Memorandum by the Adviser on Political Relations (Hornbeck)52

We are not informed regarding the authorship of this broadcast,53 but, from the internal evidence, it is clear that the author knows a good deal about Japan, Japanese personalities and Japanese politics.

In the light of what he says, especially on the last page (3), and of other evidence or testimony to the same general effect, it is altogether reasonable to believe that threat of assassination hangs over the heads of any Japanese high officials who oppose the militant militaristic leadership [Incidentally, Konoye is not really a leader—he merely has influence (more negative than positive) because he is Konoye];53a therefore, if and insofar as he advises or insists on a moderate or conservative policy and procedure, Konoye has been and is in danger of assassination; hence, the gesture of the proposal that he sail from Japan to meet with the President of the United States in [Page 399] conference does not necessarily create that danger for him; in fact, that gesture, if consummated, might be a way of escape. At any rate, a jump from frying pan into fire does not prove that he who makes that jump is exhibiting extraordinary courage.
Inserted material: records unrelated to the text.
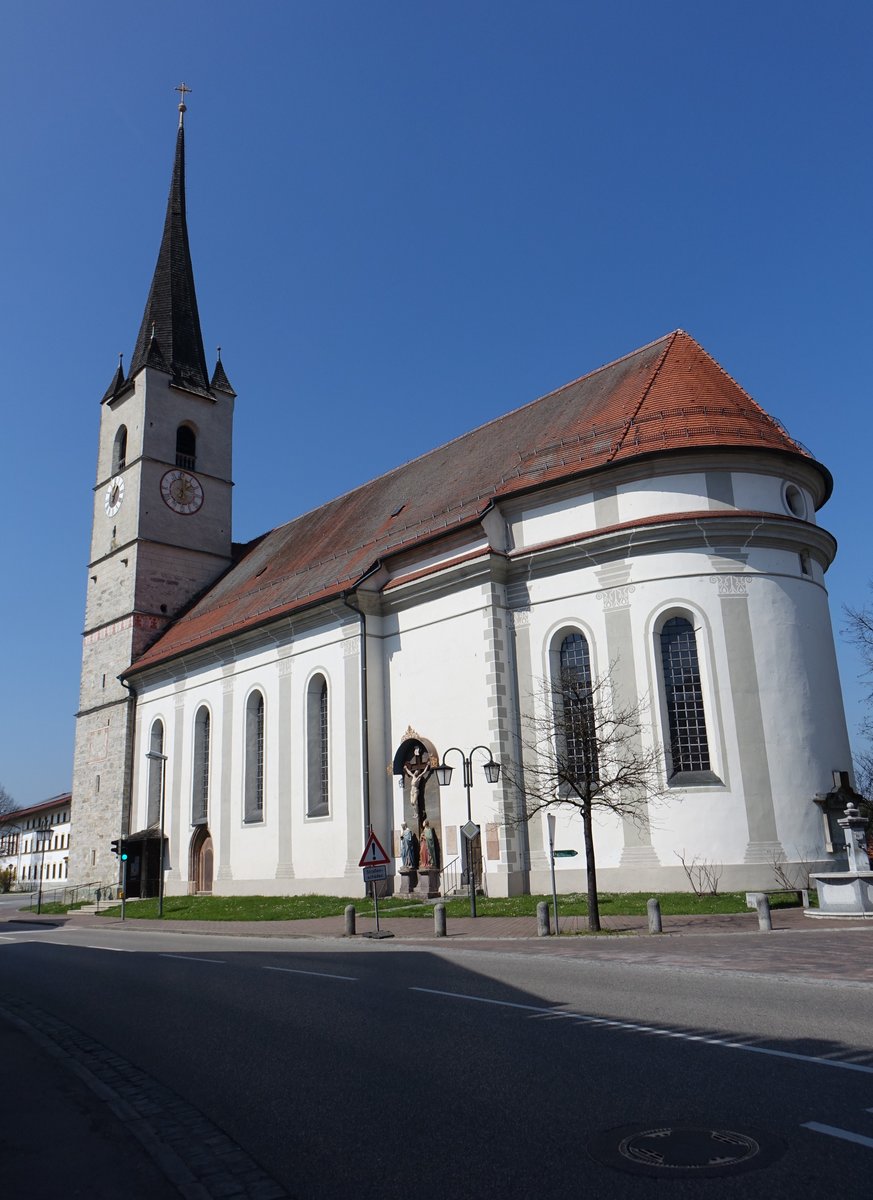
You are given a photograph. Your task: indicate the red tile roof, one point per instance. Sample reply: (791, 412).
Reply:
(667, 396)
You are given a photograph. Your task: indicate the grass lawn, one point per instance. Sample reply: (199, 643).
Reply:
(673, 904)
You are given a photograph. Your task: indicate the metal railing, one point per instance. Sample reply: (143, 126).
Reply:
(82, 893)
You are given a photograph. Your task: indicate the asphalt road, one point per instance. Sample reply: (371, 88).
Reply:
(263, 1067)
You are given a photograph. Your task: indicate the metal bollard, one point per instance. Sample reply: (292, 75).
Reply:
(763, 906)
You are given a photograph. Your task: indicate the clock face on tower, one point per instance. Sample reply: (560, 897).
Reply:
(181, 491)
(114, 496)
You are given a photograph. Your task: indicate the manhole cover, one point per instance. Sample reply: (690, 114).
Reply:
(673, 1150)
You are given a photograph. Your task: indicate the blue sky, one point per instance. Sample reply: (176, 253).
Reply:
(405, 220)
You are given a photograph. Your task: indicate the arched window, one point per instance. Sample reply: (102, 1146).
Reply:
(254, 757)
(573, 712)
(318, 749)
(186, 448)
(120, 450)
(199, 796)
(684, 699)
(156, 768)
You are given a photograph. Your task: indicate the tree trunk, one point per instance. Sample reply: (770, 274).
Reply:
(591, 870)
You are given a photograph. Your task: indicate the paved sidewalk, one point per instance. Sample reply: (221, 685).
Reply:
(799, 946)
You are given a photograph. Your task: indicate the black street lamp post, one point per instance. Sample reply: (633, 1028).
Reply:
(444, 774)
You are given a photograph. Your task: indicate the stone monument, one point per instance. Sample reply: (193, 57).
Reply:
(848, 893)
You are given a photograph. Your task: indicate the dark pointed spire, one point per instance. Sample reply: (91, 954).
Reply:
(220, 381)
(170, 330)
(116, 384)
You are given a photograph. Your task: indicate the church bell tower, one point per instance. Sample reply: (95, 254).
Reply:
(161, 527)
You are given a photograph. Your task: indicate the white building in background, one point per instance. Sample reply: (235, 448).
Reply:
(35, 843)
(277, 699)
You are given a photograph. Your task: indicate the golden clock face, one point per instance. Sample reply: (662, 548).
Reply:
(181, 491)
(114, 496)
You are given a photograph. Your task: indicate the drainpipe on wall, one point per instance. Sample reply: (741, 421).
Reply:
(365, 703)
(131, 766)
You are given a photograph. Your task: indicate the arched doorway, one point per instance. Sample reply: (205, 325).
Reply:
(202, 862)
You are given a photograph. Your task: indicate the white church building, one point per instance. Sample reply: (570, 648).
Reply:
(248, 712)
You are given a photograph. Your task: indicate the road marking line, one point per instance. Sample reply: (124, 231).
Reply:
(190, 958)
(628, 1026)
(834, 1132)
(321, 975)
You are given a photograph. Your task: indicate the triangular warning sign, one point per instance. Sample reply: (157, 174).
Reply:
(374, 853)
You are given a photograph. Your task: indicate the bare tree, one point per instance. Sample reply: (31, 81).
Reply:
(6, 803)
(584, 748)
(859, 629)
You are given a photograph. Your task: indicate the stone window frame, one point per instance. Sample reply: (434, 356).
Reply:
(318, 747)
(555, 661)
(120, 450)
(157, 739)
(200, 765)
(254, 759)
(685, 778)
(186, 445)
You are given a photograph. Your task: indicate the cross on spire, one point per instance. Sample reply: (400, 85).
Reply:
(182, 107)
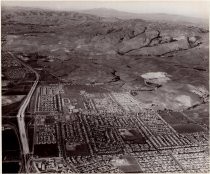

Query arises whether, toward giving support to the efforts of whatever there exists of “moderate elements” in Japan toward, in turn, bringing about accession to effective power in Japan of a rightly minded control leadership (in place of the militant militaristic element), the kindest and the soundest course for foreign countries, especially the United States, to pursue would not be that of bending every effort toward ensuring a thorough defeat and a complete discrediting of the armed efforts of the military militaristic leadership. Any kind of a “peace settlement” or adjustment on any kind of compromise lines which leaves the armed militant militaristic leadership in control or even in a position of influence would tend to perpetuate a political philosophy and concomitant practices the outstanding features of which are use of force, direct action, resort to assassination, et cetera. So long as even the roots of a militaristic philosophy continue to flourish and have a popular place in Japanese political and social life, the nation will not be secure against the political machinations of the chauvinistic leaders in the armed forces, and officials will not be secure against the pistol shots or the sword cuts of fanatical self-chosen or group-chosen patriots who, frustrated in the field of intelligence and reasoning, resort to methods of assassination. For Japan to enjoy political health, may it not be, is it not, essential that the cancer of militant militarism which is deeply imbedded in the Japanese body politic be destroyed and eliminated?

S[tanley] K. H[ornbeck]
  1. Noted by the Secretary of State.
  2. On August 16, there was picked up in the United States from Chinese Radio Station XGOY, Chungking, a broadcast which analyzed the position of Baron Kiichiro Hiranuma in Japanese political life and the significance of the recent attempt to assassinate him; transcript of broadcast not printed.
  3. Brackets appear in the original.